Гвоздь ощутимо впился в ладонь и темнота, застилающая глаза, вспыхнула болью и лампой дневного света на потолке. Озрик тряхнул головой. Не спать.
Да что там, все стало очень плохо еще при Рональдо.
А предшественника Рональдо Озрик видел только на символических похоронах. Тогда вместо покойников в общую могилу клали их фотографии, вещи, бумаги с именами. От кого что осталось. От бывшего директора Отдела Искариот осталась епитрахиль. Кажется, лил дождь. Кажется, отец Рональдо держал над вздрагивающим английским мальчишкой зонтик. Или нет? Озрик плохо помнил тот момент. Он тогда лишь таращился на все, сбивчиво бормотал под нос молитвы на все еще чужой латыни и на всякий случай острием внутрь вжимал в ладонь найденный где-то гвоздь. Чтобы не уснуть. Он показался им достаточно полоумным фанатиком, чтобы остаться – и его оставили.

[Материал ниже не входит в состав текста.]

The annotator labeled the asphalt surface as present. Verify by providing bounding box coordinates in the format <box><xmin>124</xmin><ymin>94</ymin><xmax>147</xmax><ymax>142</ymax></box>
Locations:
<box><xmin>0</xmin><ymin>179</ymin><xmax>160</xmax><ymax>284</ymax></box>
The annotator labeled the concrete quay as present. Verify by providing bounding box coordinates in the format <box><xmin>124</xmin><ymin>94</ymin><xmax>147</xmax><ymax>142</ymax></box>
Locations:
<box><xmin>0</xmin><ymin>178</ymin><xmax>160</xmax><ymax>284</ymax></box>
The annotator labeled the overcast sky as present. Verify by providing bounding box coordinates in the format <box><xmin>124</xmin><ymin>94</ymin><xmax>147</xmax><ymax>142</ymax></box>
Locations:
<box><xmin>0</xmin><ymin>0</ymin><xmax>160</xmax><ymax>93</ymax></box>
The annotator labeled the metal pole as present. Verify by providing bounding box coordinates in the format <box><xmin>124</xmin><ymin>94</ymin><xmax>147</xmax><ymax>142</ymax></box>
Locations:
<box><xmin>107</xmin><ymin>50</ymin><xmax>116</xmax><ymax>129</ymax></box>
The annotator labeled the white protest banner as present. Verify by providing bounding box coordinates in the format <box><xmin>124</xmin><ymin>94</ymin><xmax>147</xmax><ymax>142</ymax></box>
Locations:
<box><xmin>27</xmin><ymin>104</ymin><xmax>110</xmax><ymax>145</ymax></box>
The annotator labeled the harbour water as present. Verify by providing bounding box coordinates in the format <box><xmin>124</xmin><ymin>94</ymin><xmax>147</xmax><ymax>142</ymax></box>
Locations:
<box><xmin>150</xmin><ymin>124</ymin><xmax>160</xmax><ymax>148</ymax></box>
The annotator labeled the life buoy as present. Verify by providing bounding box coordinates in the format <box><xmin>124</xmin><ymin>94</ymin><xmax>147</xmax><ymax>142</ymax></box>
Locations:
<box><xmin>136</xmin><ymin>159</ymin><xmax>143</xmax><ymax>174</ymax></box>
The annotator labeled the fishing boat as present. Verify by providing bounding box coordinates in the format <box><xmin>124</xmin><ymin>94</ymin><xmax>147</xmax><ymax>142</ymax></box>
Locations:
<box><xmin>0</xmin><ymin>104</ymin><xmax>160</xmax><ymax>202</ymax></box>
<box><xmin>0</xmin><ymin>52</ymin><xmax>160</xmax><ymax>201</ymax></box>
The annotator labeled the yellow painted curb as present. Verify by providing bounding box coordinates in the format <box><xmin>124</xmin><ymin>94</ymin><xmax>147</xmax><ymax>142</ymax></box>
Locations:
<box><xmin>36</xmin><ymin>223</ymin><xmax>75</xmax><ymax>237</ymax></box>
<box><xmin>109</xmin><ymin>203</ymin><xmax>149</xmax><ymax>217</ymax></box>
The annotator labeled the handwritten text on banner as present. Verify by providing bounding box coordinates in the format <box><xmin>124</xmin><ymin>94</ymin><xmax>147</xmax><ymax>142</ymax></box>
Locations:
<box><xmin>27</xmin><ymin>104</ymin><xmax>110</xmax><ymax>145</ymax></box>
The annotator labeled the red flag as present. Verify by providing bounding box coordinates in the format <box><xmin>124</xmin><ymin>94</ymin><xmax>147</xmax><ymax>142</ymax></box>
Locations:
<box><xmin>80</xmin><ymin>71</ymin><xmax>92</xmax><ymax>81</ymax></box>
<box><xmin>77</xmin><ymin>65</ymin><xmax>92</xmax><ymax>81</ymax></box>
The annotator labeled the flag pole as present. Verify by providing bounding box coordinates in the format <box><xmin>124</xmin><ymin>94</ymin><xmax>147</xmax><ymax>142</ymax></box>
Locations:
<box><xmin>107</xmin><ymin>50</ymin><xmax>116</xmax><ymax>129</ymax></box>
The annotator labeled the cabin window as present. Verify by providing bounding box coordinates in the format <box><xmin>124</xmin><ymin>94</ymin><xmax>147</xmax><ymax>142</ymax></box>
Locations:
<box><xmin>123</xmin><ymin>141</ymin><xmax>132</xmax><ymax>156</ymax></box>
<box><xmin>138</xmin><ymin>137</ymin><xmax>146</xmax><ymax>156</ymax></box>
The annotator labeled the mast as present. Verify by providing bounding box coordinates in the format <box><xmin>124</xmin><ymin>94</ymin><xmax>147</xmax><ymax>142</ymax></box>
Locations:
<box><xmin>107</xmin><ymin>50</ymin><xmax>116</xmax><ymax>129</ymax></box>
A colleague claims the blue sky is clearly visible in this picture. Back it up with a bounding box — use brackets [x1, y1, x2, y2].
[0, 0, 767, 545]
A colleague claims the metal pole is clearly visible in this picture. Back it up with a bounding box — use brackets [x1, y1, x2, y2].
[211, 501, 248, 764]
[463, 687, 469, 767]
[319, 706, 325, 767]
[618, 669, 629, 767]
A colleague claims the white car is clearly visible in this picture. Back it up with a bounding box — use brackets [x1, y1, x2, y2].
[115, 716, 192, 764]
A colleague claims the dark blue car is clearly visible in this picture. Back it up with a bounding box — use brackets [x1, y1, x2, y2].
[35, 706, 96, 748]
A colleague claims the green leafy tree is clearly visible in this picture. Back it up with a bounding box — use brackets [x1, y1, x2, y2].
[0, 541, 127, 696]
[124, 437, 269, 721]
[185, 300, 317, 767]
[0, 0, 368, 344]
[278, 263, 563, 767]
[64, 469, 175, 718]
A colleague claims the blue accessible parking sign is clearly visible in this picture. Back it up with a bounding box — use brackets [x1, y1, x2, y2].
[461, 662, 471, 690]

Во многом благодаря Хайнкель, в память о человеке, сохранившем ему жизнь. О человеке, память о котором не была опущена в общую могилу. Она не позволила. Кричала, умоляла, протестовала. И Рональдо решил не связываться, и так было полно проблем. Тогда у всех было много проблем и многое сходило с рук.
Хайнкель.
Вот и теперь она стояла перед ним, добела сжимая кулаки и сверкая глазищами поверх маски. Проблема, от которой не удалось откреститься парой строчек в терминале.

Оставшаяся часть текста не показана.